In order to test hypothesis H3, the assessment of the association between ethnic affiliation (Muslim-Arabs/Christian-Arabs/Druze) or geographic region (north, center and south of the country) and (1) the three different breastfeeding methods (i.e., only baby food, EB, integrated/combined breastfeeding) and (2) breastfeeding duration, chi-square tests, were performed.
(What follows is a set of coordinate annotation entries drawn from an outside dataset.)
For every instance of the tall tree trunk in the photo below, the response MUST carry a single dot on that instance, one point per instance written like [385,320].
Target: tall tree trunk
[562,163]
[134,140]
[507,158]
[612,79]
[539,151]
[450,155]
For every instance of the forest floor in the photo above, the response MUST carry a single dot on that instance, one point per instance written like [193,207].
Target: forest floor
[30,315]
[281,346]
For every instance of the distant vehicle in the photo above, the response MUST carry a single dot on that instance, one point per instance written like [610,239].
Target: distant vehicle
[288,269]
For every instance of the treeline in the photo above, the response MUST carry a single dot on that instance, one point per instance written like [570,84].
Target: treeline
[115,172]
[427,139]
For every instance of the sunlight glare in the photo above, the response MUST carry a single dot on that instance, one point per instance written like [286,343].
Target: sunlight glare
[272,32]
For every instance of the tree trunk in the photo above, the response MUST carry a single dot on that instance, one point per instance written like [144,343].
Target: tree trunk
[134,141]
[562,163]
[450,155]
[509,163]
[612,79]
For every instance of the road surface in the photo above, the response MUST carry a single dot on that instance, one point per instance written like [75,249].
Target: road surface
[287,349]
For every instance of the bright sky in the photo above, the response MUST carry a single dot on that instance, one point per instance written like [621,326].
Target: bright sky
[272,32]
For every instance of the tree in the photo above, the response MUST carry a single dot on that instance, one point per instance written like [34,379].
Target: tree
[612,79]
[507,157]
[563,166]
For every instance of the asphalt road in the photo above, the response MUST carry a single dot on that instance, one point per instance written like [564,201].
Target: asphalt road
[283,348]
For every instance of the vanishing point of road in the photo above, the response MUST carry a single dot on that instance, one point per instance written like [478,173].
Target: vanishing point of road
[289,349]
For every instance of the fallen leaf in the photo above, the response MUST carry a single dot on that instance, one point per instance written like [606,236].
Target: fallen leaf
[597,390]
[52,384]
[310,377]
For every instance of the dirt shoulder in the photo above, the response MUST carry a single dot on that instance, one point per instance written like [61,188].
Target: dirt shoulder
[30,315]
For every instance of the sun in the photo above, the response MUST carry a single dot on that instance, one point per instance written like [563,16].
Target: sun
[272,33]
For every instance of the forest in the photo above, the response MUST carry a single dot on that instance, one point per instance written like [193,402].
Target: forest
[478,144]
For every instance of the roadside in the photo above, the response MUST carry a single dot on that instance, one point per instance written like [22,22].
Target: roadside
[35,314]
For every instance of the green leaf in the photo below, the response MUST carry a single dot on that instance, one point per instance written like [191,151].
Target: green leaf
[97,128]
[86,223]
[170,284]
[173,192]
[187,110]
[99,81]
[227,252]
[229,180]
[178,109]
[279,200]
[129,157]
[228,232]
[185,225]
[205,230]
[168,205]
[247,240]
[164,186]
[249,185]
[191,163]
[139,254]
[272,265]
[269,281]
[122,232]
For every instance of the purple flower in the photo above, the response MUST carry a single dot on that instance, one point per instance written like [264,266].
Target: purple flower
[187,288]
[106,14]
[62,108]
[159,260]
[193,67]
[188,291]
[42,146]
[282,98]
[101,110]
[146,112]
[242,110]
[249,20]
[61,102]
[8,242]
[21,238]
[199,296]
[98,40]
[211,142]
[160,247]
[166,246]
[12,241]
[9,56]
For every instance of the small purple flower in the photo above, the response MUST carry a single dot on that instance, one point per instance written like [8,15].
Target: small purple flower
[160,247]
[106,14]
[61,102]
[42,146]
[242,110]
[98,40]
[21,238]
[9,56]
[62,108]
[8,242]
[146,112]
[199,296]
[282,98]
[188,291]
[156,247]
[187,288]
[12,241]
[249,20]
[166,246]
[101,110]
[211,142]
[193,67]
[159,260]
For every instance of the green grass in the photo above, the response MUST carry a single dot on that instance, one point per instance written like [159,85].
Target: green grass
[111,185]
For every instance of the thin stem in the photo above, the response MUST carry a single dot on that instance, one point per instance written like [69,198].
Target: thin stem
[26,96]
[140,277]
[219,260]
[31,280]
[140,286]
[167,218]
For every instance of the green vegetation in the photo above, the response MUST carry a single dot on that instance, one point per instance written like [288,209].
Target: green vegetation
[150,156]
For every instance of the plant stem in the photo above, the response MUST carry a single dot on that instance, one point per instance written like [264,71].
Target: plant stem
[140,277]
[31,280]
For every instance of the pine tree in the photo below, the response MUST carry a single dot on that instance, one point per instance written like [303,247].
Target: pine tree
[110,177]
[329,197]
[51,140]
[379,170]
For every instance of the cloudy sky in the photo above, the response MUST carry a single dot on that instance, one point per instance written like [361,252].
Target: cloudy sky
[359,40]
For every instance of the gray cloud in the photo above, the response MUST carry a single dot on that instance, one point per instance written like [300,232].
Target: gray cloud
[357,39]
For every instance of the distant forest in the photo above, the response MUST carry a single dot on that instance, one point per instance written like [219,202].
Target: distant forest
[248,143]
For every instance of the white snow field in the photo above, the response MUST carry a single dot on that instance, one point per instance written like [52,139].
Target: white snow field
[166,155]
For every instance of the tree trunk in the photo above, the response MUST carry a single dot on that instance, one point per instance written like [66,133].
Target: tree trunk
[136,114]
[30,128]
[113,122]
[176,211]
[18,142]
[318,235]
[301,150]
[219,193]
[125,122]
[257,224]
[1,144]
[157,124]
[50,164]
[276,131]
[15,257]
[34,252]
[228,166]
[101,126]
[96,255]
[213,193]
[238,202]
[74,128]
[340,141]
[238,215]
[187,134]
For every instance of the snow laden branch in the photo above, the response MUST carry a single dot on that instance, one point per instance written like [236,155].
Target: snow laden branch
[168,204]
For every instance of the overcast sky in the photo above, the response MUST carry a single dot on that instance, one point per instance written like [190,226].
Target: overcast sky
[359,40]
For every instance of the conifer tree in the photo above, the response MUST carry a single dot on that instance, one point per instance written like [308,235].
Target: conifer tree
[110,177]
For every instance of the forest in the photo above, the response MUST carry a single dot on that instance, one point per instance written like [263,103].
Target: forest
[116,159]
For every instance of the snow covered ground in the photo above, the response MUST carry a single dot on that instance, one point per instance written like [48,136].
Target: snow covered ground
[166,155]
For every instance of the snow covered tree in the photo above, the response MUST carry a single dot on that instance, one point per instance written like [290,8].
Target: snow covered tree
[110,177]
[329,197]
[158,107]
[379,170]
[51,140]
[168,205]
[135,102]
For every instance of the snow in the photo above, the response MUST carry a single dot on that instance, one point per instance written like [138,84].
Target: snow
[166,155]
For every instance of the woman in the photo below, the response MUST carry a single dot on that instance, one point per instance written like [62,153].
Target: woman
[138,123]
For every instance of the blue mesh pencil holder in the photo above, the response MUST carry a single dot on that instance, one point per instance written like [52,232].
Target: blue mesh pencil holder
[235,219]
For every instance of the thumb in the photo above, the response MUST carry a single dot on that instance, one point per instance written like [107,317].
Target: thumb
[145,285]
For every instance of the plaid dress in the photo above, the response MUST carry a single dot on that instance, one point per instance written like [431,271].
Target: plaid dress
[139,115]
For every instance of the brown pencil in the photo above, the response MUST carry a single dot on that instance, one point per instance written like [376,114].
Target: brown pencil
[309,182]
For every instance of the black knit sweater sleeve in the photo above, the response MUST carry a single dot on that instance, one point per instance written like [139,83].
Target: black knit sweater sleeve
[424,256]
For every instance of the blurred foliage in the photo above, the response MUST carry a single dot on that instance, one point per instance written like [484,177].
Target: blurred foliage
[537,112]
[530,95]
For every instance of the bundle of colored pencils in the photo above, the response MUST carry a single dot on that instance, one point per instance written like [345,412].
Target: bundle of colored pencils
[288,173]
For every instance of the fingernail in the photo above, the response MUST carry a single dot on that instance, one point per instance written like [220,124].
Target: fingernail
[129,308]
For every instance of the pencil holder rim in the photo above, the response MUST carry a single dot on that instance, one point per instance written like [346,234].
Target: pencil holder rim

Statistically significant differences were found among the different ethnic groups: χ2 (4, N =274) =31.93, p <.01, rc =.24. Results indicated that: (1) Muslim Arab women preferred baby food or combined breastfeeding; whereas, (2) Christian Arabs and (3) Druze both preferred EB. Statistically significant differences were found among the different ethnic groups: χ2 (10, N =274) =22.73, p <.01, rc =.20. Results indicated that: (1) Muslim Arab women preferred to breastfeed for up to 3 and 4 months; whereas (2) Christian Arabs and (3) Druze both preferred to breastfeed for >4 months. Statistically significant differences were found among the different regions: χ2 (4, N =274) =14.70, p <.01, rc =.16. Results indicated that: (1) those living in the north of the country preferred EB; (2) those living in the center preferred to use baby food; and (3) those living in the south preferred combined breastfeeding. Statistically significant differences were found among the different regions: χ2 (10, N =274) =25.36, p <.01, rc =.22. Results indicated that: (1) those living in the north of the country preferred to breastfeed for >4 months; (2) those living in the center did not have a specific preference; whereas (3) those living in the south preferred to breastfeed up to 3 and 4 months.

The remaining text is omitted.